If a satellite completes an orbit 820 miles above the earth in 11 hours at a velocity of 22,000 mph, how long would it take a satellite to complete an orbit if it is at 1400 miles above the earth at a velocity of 36,000 mph? (Use 36,000 miles as the radius of the earth. )
The answer should be 7.54 hours. What is the formula I need to get this answer?
The formula that will clear up your problem is
......Vc = sqrt(µ/r)
where Vc = the velocity required to keep a body in a circular orbit, in feet/sec., r = the orbital radius in feet and µ = the Earth's gravitational constant or 1.407974x10^16 ft^3/sec^2.
The numbers you offer are inconsistent and unreal. Also, the radius of the earth is 3963 miles or 20,924,640 feet.

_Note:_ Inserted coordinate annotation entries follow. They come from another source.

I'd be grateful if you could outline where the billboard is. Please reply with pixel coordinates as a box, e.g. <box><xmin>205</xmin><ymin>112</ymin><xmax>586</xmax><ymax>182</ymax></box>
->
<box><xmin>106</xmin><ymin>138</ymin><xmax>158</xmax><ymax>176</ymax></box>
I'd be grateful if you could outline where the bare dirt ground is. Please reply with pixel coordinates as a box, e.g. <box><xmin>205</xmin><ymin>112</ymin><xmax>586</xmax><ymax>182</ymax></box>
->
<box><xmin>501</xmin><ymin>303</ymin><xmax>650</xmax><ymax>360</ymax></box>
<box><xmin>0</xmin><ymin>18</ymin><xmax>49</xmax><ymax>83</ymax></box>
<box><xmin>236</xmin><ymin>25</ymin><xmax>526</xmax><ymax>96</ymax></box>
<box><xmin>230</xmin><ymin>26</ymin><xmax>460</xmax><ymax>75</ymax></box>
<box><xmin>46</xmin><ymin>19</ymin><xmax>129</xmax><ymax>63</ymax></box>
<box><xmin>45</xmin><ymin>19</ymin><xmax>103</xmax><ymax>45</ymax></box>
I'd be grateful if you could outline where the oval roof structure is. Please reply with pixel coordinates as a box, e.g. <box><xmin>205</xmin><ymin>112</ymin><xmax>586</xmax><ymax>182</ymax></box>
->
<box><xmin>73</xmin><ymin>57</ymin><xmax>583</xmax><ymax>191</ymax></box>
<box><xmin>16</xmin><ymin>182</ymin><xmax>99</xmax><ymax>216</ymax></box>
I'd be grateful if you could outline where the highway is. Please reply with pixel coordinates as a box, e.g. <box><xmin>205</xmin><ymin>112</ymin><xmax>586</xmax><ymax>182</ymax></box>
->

The real circular velocity for an orbit of 820 miles altitude is
Vc = sqrt(1.407974x10^16/(3963+820)5280
Vc = 23,612 fps or 16,099 mph.
The orbital period is therefore
Tc = (3963+820)5280(2)3.14/23,612 hr
Tc = 112 min.
The orbital period may also be derived from
Tc = 2(Pi)sqrt(r^3/µ)
Tc = 6.28sqrt(25,254,240^3/1.407974x10^16)
Tc = 6720 sec. or 1.866 hr or 112 min.
For the 1400 mile altitude,
Tc = 15,203mph and Tc = 132.98 min.
Tc(1400)/Tc(840) = r(1400)^(3/2)/r(840)^(3/2)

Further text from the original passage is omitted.